Re:this is ridiculous (Score:5, Informative)
I was sort of with you until I got to this:
They are also successful because they sell phones with styli which is very important in asian countries where the pen is used to write letters of the alphabet.
Why the stylus? Is Google Pinyin banned from the S4 or something? Works great on both my S3 and Tab 2 for writing Chinese characters. (They're not letters, BTW.)
All the Chinese people I know--including my partner--use pinyin input method of some sort for this, not a stylus. The capability has existed for ages on Windows, Android, and Linux (and I would be extremely surprised if MacOSX and iOS didn't provide it also).
So I'm forced to call bullshit.
(I wish they'd hurry up with the Linux port for Google Pinyin because the latest updates to SCIM have broken it horribly and now I can only write Chinese using my phone or tablet.)
Re:this is ridiculous (Score:5, Informative)
Not everybody uses Pinyin in greater China. People in Hong Kong and Taiwan for example usually use T9, or some other quick input method based on brush strokes. But for some complicated words you can't find, it's just easier to use the pen. Handwriting recognition is very accurate in Chinese as the number and direction of the brush stroke is matched to a database of words. There is a system on how you write each Chinese character in terms of brush strokes and there is usually only one way to write it properly. It is also a natural way of inputting characters if you haven't had previous exposures to computers, for the elderly, for example. Another reason is that not everybody speaks Mandarin (Pinyin is romanization system for Mandarin). Pinyin in Hong Kong will probably never catch on.
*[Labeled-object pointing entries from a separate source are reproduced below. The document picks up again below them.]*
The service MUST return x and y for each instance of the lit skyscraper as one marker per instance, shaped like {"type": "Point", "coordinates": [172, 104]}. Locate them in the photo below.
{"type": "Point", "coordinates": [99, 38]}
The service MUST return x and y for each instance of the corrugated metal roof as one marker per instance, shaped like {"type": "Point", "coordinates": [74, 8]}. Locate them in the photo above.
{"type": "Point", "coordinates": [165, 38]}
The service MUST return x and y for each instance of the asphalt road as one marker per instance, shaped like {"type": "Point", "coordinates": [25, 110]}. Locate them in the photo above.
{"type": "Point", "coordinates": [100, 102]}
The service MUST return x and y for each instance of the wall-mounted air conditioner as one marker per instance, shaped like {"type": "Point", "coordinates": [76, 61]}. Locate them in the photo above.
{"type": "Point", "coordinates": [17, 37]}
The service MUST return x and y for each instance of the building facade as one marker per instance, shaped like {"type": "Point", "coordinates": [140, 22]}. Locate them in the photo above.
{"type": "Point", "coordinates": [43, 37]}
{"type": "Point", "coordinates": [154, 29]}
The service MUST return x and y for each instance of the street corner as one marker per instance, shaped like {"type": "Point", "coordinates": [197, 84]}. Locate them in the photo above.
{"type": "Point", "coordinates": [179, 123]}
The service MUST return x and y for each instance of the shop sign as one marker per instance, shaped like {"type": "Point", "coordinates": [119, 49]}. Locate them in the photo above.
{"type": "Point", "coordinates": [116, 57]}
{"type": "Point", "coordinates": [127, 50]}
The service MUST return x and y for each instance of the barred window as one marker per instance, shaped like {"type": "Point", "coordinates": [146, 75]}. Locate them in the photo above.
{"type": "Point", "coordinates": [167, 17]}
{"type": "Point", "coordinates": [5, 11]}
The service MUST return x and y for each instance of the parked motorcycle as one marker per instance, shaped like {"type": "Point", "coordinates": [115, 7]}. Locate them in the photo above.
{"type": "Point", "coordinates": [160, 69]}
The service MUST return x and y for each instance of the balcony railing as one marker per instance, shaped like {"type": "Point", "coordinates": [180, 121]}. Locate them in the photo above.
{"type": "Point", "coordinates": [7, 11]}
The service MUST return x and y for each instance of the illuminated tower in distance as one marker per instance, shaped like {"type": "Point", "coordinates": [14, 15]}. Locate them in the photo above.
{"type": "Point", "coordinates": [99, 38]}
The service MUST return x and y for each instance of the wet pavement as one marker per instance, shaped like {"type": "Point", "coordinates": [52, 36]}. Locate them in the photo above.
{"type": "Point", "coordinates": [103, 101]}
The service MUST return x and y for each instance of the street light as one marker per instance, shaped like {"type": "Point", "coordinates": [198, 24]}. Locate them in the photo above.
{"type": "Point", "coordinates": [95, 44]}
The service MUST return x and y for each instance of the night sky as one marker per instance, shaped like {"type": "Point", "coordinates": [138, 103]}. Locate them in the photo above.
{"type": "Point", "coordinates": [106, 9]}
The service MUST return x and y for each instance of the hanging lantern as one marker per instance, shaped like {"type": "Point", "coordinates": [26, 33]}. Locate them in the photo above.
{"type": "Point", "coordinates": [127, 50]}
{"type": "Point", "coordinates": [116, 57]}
Re:this is ridiculous (Score:4, Informative)
There's pinyin for Cantonese as well. And some folks use bopomofo or whatever it's called, right.
And yes, I know how Chinese characters are written and the stroke-order rules and so forth, since I am working on achieving HSK Level 1 proficiency currently and know a couple hundred of them.
In any case, in my trips to HK/Guangzhou and amongst my Chinese friends here, I've never seen anything being used except the keyboard for text input, and my partner, who's a Guangzhou native and Cantonese speaker, tells me use of the stylus is fairly rare and definitely not an everyday thing. She herself has never even owned one, and got through 2 Uni degrees in China just fine without one.
So I reject the OP's contention that stylus support is a significant factor in adoption, and therefore regard his other assertions as suspect.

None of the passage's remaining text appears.